Fidèle lecteur de cette lettre, j’interviens ici sur l’éditorial qui me parait poser de sérieux problèmes.

Je reprend ici la conclusion :

"Face aux avancées vertigineuses de la biologie, notre société doit se donner les moyens et les outils d’une réflexion et d’un contrôle qui puissent, sans y faire obstacle, orienter et encadrer ce progrès scientifique afin de lui donner un sens et une dimension d’humanité."

Deux types de réponses sont données dans l’éditorial :

"Nous devons également soutenir la prise de position éthique très forte du Président de la République qui vient à nouveau de demander l’interdiction solennelle du clonage humain par l’ONU".

Il s’agit d’une position éthique au nom de l’humanité de l’homme.

L’humanité de l’homme voilà le critère !

"Mais ces scientifiques soulignent qu’avant tout feu vert, il est indispensable d’en débattre scientifiquement et de porter ce débat devant l’opinion"

Quand on sait le tissu de falsifications, de manipulations médiatiques, de complexité scientifique, de mystifications qui accompagnent ces recherches, On peut se demander ce que veut dire "en débattre scientifiquement", avec quelle science, quels scientifiques, quels présupposés scientifiques.
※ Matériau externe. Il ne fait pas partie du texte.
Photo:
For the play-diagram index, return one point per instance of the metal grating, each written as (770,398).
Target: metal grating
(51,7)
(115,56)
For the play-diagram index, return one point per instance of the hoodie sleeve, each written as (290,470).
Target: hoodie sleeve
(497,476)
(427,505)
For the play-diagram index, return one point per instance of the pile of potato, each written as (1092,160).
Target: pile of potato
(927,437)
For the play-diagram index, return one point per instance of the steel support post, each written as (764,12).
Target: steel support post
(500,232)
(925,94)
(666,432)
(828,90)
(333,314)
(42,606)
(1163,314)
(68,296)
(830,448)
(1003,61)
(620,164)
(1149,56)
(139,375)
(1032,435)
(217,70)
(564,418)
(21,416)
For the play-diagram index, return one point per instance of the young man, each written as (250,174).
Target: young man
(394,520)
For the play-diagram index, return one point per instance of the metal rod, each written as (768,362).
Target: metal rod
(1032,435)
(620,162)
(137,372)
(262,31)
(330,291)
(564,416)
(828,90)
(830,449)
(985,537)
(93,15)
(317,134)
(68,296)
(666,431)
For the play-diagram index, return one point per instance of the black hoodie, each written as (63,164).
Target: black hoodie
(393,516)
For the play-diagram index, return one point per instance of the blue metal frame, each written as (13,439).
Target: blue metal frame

On peut se demander ce que peut être alors un "débat" devant "l’opinion".

Il y a là tous les ingrédients de vastes manipulations de l’opinion comme on en connait régulièrement, le critère d’humanité étant remplacé par le critère de convention (scientifique ou de l’opinion publique qui est, on le sait, l’émotion publique entretenue par les médias et ceux qui les manient).

Or la question posée par toutes ces recherches qui postulent que l’humanité de l’homme est un produit "scientifique" des lois mathématiques de la nature c’est : "qu’est ce que l’humanité de l’homme ?".

Laisser aux scientifiques (es qualité) le soin d’y répondre c’est déjà postuler de la réponse. Le président de la république n’est pas scientifique. C’est pourquoi sa parole d’homme, sa parole d’autorité symbolique (c’est à dire qui a Sens pour l’humanité de l’homme) vaut sur le plan éthique.

Le mérite de la tentative négationiste (cf Claude Guillebaud "Le principe d’humanité") c’est de nous obliger à porter plus loin la question "qu’est ce que l’humanité de l’homme ?".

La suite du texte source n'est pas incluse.